Huge spending cuts are initiated in most provinces. A major land-claim agreement is made with the Nisg'a of B.C. The two-dollar coin is unveiled (Feb.). Mike Harcourt, plagued by allegations that fundraisers diverted charity funds to the NDP, is succeeded by Glen Clark as Premier of B.C. The Somalia inquiry is underway. Federal legislation attempts to ban discrimination against homosexuals. The Chicoutimi region of Québec is hit by major flooding. A major international AIDS conference is held in Vancouver (July).
A thirteen kilometre bridge connecting Prince Edward Island to the mainland is opened. Massive flooding approaches Winnipeg (May).
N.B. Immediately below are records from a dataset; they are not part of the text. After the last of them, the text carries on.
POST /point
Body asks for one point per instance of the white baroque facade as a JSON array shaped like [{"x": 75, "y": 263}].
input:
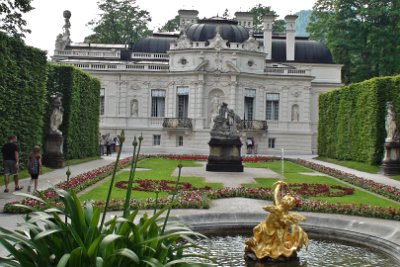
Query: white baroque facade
[{"x": 169, "y": 86}]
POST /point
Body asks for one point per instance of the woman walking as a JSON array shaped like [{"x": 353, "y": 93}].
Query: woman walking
[{"x": 34, "y": 167}]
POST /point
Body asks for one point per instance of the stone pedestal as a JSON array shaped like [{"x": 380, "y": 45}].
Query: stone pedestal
[
  {"x": 53, "y": 151},
  {"x": 391, "y": 160},
  {"x": 225, "y": 155}
]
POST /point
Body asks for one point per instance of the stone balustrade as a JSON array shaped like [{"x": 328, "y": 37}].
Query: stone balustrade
[
  {"x": 87, "y": 53},
  {"x": 136, "y": 55},
  {"x": 284, "y": 71},
  {"x": 119, "y": 66},
  {"x": 177, "y": 123}
]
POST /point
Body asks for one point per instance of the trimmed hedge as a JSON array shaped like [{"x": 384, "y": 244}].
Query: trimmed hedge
[
  {"x": 80, "y": 125},
  {"x": 352, "y": 119},
  {"x": 22, "y": 94}
]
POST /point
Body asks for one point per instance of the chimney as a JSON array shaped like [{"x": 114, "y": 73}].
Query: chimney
[
  {"x": 187, "y": 17},
  {"x": 268, "y": 20},
  {"x": 245, "y": 19},
  {"x": 290, "y": 36}
]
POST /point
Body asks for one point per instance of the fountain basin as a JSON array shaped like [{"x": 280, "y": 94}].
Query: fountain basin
[{"x": 377, "y": 234}]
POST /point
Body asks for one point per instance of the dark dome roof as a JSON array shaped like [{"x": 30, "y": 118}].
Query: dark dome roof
[
  {"x": 153, "y": 44},
  {"x": 305, "y": 51},
  {"x": 228, "y": 29}
]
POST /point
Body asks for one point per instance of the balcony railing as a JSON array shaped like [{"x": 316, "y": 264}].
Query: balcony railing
[
  {"x": 283, "y": 71},
  {"x": 176, "y": 123},
  {"x": 254, "y": 125}
]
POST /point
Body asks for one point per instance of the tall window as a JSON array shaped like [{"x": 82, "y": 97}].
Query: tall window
[
  {"x": 249, "y": 95},
  {"x": 102, "y": 100},
  {"x": 158, "y": 103},
  {"x": 156, "y": 140},
  {"x": 271, "y": 142},
  {"x": 183, "y": 102},
  {"x": 179, "y": 141},
  {"x": 272, "y": 107}
]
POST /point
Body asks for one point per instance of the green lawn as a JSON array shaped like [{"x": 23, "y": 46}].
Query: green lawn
[
  {"x": 360, "y": 166},
  {"x": 161, "y": 169},
  {"x": 24, "y": 173},
  {"x": 79, "y": 161},
  {"x": 358, "y": 197}
]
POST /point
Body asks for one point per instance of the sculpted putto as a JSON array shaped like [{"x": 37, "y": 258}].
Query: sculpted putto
[{"x": 279, "y": 235}]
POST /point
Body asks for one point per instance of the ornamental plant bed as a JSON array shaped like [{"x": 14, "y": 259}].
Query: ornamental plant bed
[
  {"x": 76, "y": 184},
  {"x": 150, "y": 185},
  {"x": 381, "y": 189}
]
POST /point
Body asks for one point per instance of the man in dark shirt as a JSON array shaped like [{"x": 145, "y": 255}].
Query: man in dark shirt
[{"x": 11, "y": 162}]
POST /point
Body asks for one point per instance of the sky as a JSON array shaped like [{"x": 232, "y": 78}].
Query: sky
[{"x": 46, "y": 20}]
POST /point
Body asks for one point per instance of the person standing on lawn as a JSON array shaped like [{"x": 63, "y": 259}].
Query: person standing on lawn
[
  {"x": 34, "y": 167},
  {"x": 11, "y": 162}
]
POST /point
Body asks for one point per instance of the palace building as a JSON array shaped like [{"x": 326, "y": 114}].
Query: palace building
[{"x": 169, "y": 86}]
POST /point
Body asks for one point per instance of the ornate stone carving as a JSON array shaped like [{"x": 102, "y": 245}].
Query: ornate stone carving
[
  {"x": 392, "y": 133},
  {"x": 57, "y": 112}
]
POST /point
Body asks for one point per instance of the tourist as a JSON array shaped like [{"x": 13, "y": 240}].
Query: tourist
[
  {"x": 34, "y": 167},
  {"x": 11, "y": 162},
  {"x": 249, "y": 144},
  {"x": 117, "y": 144},
  {"x": 108, "y": 144}
]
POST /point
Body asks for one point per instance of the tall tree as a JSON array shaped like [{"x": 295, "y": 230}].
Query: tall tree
[
  {"x": 171, "y": 25},
  {"x": 11, "y": 20},
  {"x": 121, "y": 22},
  {"x": 258, "y": 12},
  {"x": 360, "y": 34}
]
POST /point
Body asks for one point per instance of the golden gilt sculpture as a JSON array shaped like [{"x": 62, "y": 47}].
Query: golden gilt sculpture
[{"x": 279, "y": 236}]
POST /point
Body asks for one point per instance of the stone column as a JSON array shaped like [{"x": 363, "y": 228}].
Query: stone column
[{"x": 290, "y": 37}]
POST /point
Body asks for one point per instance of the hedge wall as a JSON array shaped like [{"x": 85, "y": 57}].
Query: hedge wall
[
  {"x": 80, "y": 125},
  {"x": 352, "y": 119},
  {"x": 22, "y": 94}
]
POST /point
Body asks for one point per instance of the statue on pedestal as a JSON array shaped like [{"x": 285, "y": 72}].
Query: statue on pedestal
[
  {"x": 391, "y": 159},
  {"x": 56, "y": 116},
  {"x": 53, "y": 143},
  {"x": 225, "y": 142},
  {"x": 64, "y": 39},
  {"x": 279, "y": 236},
  {"x": 390, "y": 124}
]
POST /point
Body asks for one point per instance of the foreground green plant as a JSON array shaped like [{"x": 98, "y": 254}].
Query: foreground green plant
[{"x": 72, "y": 235}]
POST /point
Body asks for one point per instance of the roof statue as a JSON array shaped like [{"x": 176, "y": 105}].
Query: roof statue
[{"x": 64, "y": 39}]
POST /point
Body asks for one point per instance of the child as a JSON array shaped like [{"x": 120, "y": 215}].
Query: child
[{"x": 34, "y": 167}]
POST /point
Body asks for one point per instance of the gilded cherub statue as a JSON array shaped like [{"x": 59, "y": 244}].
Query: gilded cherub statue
[{"x": 279, "y": 236}]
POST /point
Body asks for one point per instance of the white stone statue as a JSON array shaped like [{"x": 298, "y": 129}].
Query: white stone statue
[
  {"x": 295, "y": 113},
  {"x": 215, "y": 103},
  {"x": 390, "y": 123},
  {"x": 134, "y": 108},
  {"x": 56, "y": 116}
]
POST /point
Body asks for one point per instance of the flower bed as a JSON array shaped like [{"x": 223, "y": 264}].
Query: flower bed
[
  {"x": 77, "y": 184},
  {"x": 381, "y": 189},
  {"x": 150, "y": 185},
  {"x": 201, "y": 198},
  {"x": 247, "y": 158}
]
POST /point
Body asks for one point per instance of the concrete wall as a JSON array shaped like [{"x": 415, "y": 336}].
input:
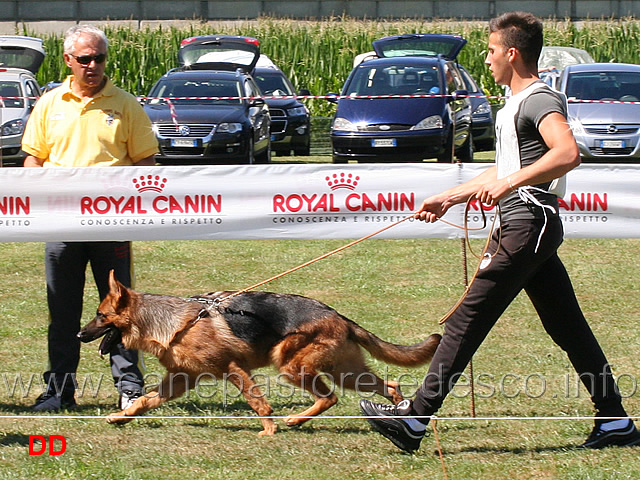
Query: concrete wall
[{"x": 18, "y": 11}]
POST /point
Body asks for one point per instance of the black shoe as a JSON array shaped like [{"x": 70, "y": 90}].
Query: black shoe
[
  {"x": 621, "y": 437},
  {"x": 389, "y": 425},
  {"x": 52, "y": 402}
]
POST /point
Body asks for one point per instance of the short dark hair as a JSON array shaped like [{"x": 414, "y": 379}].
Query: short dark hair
[{"x": 522, "y": 31}]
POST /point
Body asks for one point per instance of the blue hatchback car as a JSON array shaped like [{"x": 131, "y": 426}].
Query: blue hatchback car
[{"x": 408, "y": 104}]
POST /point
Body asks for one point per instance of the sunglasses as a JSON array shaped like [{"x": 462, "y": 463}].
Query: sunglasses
[{"x": 86, "y": 59}]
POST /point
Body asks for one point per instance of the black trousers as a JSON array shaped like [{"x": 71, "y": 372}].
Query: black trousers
[
  {"x": 545, "y": 280},
  {"x": 65, "y": 267}
]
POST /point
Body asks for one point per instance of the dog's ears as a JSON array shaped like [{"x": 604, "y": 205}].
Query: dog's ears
[{"x": 118, "y": 290}]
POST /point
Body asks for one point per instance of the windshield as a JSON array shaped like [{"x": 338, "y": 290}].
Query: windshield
[
  {"x": 624, "y": 86},
  {"x": 273, "y": 84},
  {"x": 11, "y": 95},
  {"x": 394, "y": 80},
  {"x": 194, "y": 92},
  {"x": 559, "y": 58}
]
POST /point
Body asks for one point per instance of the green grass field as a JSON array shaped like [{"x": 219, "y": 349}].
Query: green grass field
[{"x": 398, "y": 289}]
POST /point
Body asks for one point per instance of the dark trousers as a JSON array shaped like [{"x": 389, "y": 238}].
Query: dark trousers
[
  {"x": 65, "y": 267},
  {"x": 545, "y": 280}
]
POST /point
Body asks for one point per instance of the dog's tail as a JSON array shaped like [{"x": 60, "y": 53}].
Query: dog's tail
[{"x": 402, "y": 355}]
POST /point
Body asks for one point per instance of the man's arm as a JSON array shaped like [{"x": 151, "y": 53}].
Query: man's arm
[
  {"x": 562, "y": 157},
  {"x": 32, "y": 161}
]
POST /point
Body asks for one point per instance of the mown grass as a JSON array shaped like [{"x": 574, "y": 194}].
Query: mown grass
[
  {"x": 319, "y": 55},
  {"x": 397, "y": 289}
]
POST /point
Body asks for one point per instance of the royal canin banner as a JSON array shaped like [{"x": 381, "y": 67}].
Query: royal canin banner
[{"x": 305, "y": 201}]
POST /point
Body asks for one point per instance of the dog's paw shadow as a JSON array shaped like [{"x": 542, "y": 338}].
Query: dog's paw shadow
[{"x": 14, "y": 440}]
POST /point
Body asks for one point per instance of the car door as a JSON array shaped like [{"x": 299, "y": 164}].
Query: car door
[
  {"x": 258, "y": 115},
  {"x": 460, "y": 104}
]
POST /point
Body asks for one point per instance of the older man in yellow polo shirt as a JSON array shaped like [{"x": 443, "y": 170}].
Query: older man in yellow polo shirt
[{"x": 86, "y": 122}]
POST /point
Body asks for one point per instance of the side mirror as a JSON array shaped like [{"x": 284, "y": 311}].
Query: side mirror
[
  {"x": 332, "y": 97},
  {"x": 457, "y": 94}
]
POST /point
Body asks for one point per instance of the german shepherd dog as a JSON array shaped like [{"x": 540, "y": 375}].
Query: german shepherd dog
[{"x": 229, "y": 337}]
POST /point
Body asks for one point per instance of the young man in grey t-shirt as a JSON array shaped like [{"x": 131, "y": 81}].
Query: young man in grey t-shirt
[{"x": 535, "y": 149}]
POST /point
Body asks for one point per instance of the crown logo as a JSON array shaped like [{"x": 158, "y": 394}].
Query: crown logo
[
  {"x": 348, "y": 181},
  {"x": 145, "y": 183}
]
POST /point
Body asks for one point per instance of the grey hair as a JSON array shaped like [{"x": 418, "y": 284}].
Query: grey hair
[{"x": 75, "y": 32}]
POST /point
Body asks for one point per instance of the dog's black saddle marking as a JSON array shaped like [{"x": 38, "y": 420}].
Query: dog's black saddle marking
[{"x": 264, "y": 318}]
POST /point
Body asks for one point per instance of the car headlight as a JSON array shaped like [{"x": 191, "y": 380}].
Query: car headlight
[
  {"x": 428, "y": 123},
  {"x": 483, "y": 109},
  {"x": 576, "y": 127},
  {"x": 295, "y": 111},
  {"x": 344, "y": 125},
  {"x": 14, "y": 127},
  {"x": 229, "y": 127}
]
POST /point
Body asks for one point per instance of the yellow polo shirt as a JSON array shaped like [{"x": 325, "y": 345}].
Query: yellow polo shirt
[{"x": 111, "y": 129}]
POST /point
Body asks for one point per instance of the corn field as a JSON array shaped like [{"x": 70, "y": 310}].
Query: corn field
[{"x": 319, "y": 55}]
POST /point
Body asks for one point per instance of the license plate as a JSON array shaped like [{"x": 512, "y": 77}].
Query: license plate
[
  {"x": 383, "y": 142},
  {"x": 183, "y": 142},
  {"x": 611, "y": 143}
]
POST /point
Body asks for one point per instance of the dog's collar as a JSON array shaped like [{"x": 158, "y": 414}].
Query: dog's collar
[{"x": 204, "y": 311}]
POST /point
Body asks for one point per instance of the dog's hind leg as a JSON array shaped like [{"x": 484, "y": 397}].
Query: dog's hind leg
[
  {"x": 352, "y": 373},
  {"x": 304, "y": 376},
  {"x": 254, "y": 396},
  {"x": 173, "y": 385}
]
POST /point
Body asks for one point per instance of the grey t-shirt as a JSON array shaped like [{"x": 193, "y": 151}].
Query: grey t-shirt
[{"x": 523, "y": 145}]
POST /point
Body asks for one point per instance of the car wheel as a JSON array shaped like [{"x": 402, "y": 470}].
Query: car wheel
[
  {"x": 265, "y": 156},
  {"x": 303, "y": 152},
  {"x": 466, "y": 151},
  {"x": 447, "y": 155}
]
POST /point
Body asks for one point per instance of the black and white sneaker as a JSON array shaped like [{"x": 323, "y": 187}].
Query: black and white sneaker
[
  {"x": 387, "y": 420},
  {"x": 625, "y": 436},
  {"x": 52, "y": 402}
]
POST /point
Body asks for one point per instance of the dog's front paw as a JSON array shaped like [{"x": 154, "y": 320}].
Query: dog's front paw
[
  {"x": 270, "y": 428},
  {"x": 118, "y": 418}
]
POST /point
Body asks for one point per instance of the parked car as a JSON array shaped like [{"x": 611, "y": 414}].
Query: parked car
[
  {"x": 482, "y": 122},
  {"x": 605, "y": 130},
  {"x": 554, "y": 59},
  {"x": 208, "y": 109},
  {"x": 20, "y": 59},
  {"x": 367, "y": 127},
  {"x": 290, "y": 118}
]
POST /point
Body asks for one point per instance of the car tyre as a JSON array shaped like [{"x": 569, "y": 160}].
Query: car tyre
[{"x": 265, "y": 156}]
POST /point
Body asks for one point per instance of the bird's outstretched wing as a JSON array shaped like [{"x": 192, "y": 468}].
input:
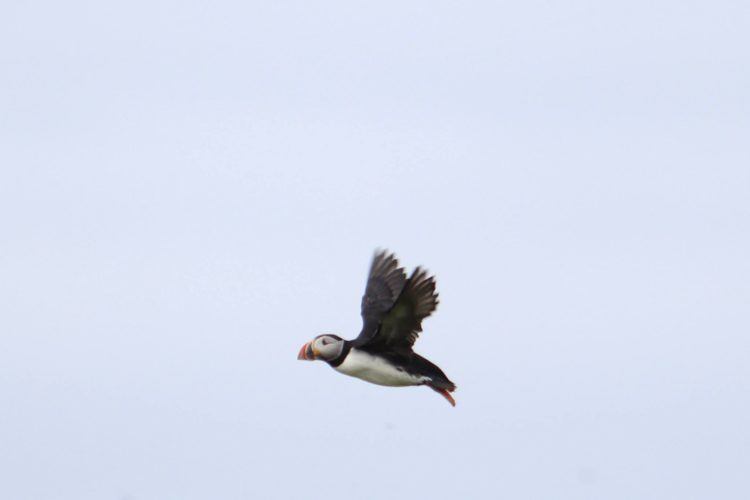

Disputes over salmon fishing lead to tension between the U.S. and Canada in the Pacific Northwest. Ontario teachers stage a huge walkout to protest unpopular policies of the Mike Harris government. A murder in Victoria draws attention to growing violence among teenaged girls (Nov.). The Supreme Court rules that natives' oral history is legitimate in making land claims in B.C. (Dec.).
A powerful ice storm paralyzes huge portions of Québec and Ontario. The federal government issues a formal apology to native peoples for past injustices like the residential school system (Jan.). Native loggers protest restrictions in the forests of New Brunswick (Apr.). Controversy surrounds the Nisga'a treaty, including some measure of self-government. A Human Rights Tribunal concludes that the Public Service Alliance of Canada has a right to call for pay equity (Jul.). The value of the Canadian dollar declines precipitously (Aug.). A Swissair MD-11 crashes into the sea off Peggy's Cove, N.S., killing 229 people (Sep.).
Several successive waves of illegal immigrants arrive on the shores of B.C. (Aug.) In the B.C. interior, native peoples log in defiance of government authorities; on the east coast, native peoples fish in defiance of government authorities (Sep.).
Controversy rages about financial mismanagement of billions of dollars of public grants (Feb.).